West Virginia Supreme Court Affirms Medical Malpractice Lawsuit Was Filed After Statute Of Limitations Expired

The State of West Virginia Supreme Court of Appeals (“West Virginia Supreme Court”) filed an opinion on November 17, 2017 in which it affirmed summary judgment in favor of the West Virginia medical malpractice defendants, finding that the West Virginia medical malpractice plaintiff had filed her medical malpractice lawsuit after the two-year statute of limitations had expired for medical malpractice claims arising in West Virginia.

The Underlying Facts

The West Virginia medical malpractice defendant had performed a hysterectomy on the plaintiff on June 26, 2013. During a July 2, 2013 follow-up visit with the defendant, the plaintiff advised the defendant that she had drainage coming from the surgical incision site. The defendant diagnosed a periumbilical infection and prescribed antibiotics.
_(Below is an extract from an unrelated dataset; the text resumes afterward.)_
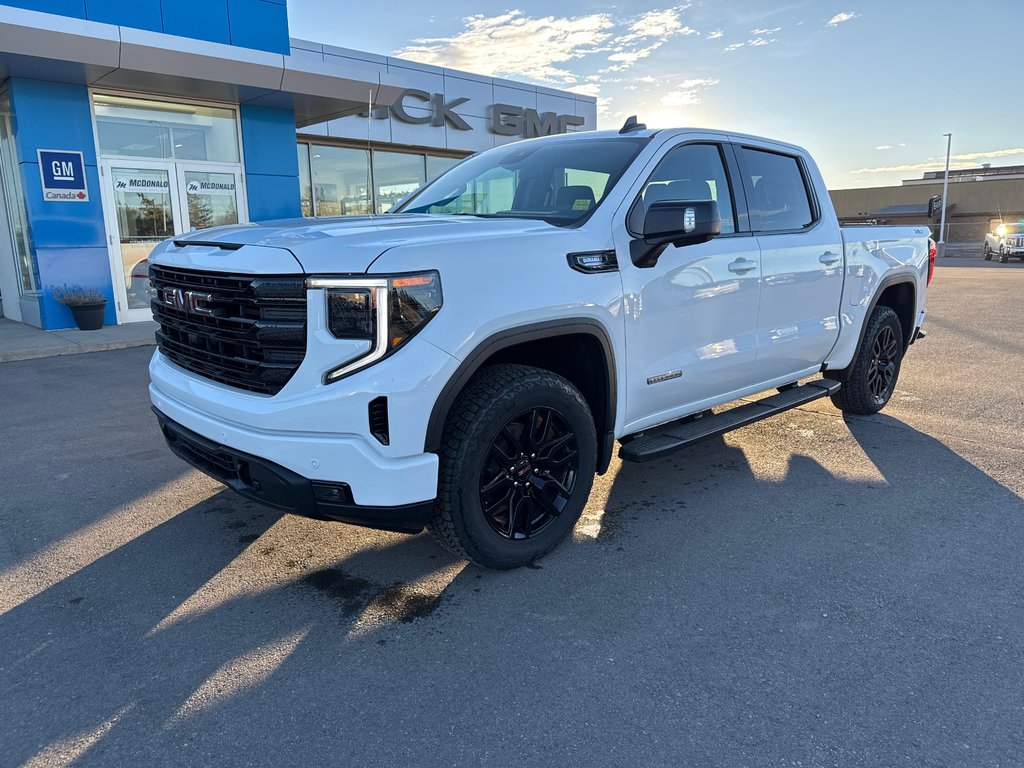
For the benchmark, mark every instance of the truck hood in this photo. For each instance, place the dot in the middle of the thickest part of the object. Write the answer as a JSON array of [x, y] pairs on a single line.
[[347, 244]]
The plaintiff was later evaluated by another physician for abdominal pain and drainage, who referred the plaintiff to a third physician. On July 9, 2013, the third physician (a surgeon) diagnosed the plaintiff with a postoperative wound. The plaintiff had a CT scan on July 11, 2013, after which the third physician diagnosed the plaintiff with a postoperative wound infection and an enterocutaneous fistula. That same day, the third physician performed an exploratory laparoscopy on the plaintiff, which he converted intraoperatively into a laparotomy during which he identified and repaired damage to the plaintiff’s small bowel and colon (the surgeon removed infected permanent mesh implants that a different surgeon had surgically placed several years before during a hernia repair surgery).

The third physician wrote in his operative report: “[i]t appeared that the mesh had eroded into the bowel in at least one or two areas and this was probably the cause of the patient’s problems. However, I could not be for sure.” The third physician also identified a “hole” during the surgery but could not determine whether it was an enterotomy (a surgical cutting open of the intestine) or the fistula itself.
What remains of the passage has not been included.